66% of insurance professionals feel FCA BI case has reduced trust in sector

CII-member-survey-shows-trust-in-sector-deminished-by-FCA-BI-Test-Case

Two-thirds of insurance professionals feel the FCA’s business interruption case has reduced trust in the sector, according to a Chartered Insurance Institute poll.

A social media survey of 142 of the professional body’s members in September showed 29 per cent feel the FCA case resulted in the public’s trust in insurance being greatly reduced and 39 per cent thought it somewhat reduced the faith consumers have in policies paying out when needed.

Keith Richards, Chief Membership Officer of the Chartered Insurance Institute, said: “Consumers continue to value transparency and clarity as integral to trusting services and their providers. The poll results show how pragmatic insurance professionals are about the role of trust in their relationships with consumers and how important it is tied to not just their actions but the actions of everyone involved in the market.
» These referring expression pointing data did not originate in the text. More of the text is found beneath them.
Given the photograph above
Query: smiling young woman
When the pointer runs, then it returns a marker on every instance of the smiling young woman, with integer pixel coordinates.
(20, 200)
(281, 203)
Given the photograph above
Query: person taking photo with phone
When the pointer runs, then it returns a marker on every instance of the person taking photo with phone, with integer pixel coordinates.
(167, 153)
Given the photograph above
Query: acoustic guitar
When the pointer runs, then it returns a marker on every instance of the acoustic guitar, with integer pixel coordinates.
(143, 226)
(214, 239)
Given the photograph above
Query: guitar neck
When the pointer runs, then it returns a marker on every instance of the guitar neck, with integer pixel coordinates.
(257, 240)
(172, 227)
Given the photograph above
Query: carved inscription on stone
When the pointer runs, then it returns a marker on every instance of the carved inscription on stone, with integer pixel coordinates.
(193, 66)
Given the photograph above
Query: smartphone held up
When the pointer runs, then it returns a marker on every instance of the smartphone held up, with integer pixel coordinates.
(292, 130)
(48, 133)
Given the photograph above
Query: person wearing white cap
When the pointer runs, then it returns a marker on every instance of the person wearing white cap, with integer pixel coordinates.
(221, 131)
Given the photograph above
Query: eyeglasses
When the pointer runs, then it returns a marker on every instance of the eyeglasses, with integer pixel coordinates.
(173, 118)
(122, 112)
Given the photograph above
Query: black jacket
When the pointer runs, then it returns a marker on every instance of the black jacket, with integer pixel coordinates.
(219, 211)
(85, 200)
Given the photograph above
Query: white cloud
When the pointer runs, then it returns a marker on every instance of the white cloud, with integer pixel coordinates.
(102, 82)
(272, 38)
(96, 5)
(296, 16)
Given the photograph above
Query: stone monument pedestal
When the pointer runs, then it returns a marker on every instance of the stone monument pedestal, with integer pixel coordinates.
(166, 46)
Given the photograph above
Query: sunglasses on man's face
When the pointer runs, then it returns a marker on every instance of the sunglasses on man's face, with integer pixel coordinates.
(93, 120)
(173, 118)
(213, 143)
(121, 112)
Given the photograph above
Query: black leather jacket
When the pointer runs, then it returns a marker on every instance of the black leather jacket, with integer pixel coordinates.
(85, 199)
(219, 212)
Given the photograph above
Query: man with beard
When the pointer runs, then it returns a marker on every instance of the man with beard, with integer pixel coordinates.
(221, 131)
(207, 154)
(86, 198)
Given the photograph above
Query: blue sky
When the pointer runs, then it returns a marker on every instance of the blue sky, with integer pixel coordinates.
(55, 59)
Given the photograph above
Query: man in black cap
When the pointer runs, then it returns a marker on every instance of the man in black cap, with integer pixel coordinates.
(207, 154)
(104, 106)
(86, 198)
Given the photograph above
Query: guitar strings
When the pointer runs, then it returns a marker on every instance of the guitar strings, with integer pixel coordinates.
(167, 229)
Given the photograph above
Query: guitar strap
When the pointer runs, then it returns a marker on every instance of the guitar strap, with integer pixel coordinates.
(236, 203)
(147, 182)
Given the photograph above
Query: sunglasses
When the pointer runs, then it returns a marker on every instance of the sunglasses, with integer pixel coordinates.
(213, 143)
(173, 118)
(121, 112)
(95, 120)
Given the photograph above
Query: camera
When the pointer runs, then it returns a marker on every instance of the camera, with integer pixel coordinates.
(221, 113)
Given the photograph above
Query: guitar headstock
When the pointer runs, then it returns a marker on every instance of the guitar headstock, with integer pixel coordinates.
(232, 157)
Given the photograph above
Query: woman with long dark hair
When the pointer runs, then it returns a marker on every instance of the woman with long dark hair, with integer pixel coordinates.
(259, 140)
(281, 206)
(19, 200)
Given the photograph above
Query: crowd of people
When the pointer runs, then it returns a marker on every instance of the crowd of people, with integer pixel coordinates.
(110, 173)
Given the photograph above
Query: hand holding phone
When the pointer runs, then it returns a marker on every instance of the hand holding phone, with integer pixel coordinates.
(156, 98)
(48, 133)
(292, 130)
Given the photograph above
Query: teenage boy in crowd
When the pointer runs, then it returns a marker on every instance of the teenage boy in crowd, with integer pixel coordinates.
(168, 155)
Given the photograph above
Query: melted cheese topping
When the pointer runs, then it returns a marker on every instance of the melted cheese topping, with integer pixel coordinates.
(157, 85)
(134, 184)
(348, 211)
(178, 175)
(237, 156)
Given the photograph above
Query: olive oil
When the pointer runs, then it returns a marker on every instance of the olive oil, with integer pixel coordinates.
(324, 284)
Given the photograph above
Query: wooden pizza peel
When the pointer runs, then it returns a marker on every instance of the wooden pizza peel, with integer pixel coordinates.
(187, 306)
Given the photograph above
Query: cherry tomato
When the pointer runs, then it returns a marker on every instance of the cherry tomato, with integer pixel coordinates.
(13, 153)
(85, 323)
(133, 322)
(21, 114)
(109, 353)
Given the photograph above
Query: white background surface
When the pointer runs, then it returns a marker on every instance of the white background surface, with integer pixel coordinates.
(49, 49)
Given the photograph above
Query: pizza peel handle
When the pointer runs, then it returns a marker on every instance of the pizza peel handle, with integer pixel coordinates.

“Since the FCA test case was announced we have set out a clear blueprint as to how insurers could respond to the situation, predicated on settling claims outside of the courts where possible, looking towards improving clarity standards in product governance and looking to the future, supporting a comprehensive look at the role insurance can play in future pandemics, and where government liability needs to be introduced.

“We are pleased to see many of these actions have been followed, and we hope that the recent judgement will be a catalyst for the sector to take further action, where it is needed.”

The professional body has urged the profession to focus on three areas of activity:

  • Product governance processes, including gaining greater clarity on product wordings. Where the same words and phrases are used in different contracts, there should be a consensus among professionals about what those terms mean, so that consumers can be reassured that two policies that look the same on paper cover the same risks.
  • Improve advice processes (and non-advised buying processes) to help clients understand both the insurable and non-insurable risks they face, and what they can do about each one.
  • Establish an approach to pandemics and other systemic risks that clearly sets out the scope of government intervention. If the government clarifies the risks it is prepared to cover, the market can be clear on how it will cover the risks that it is capable of covering.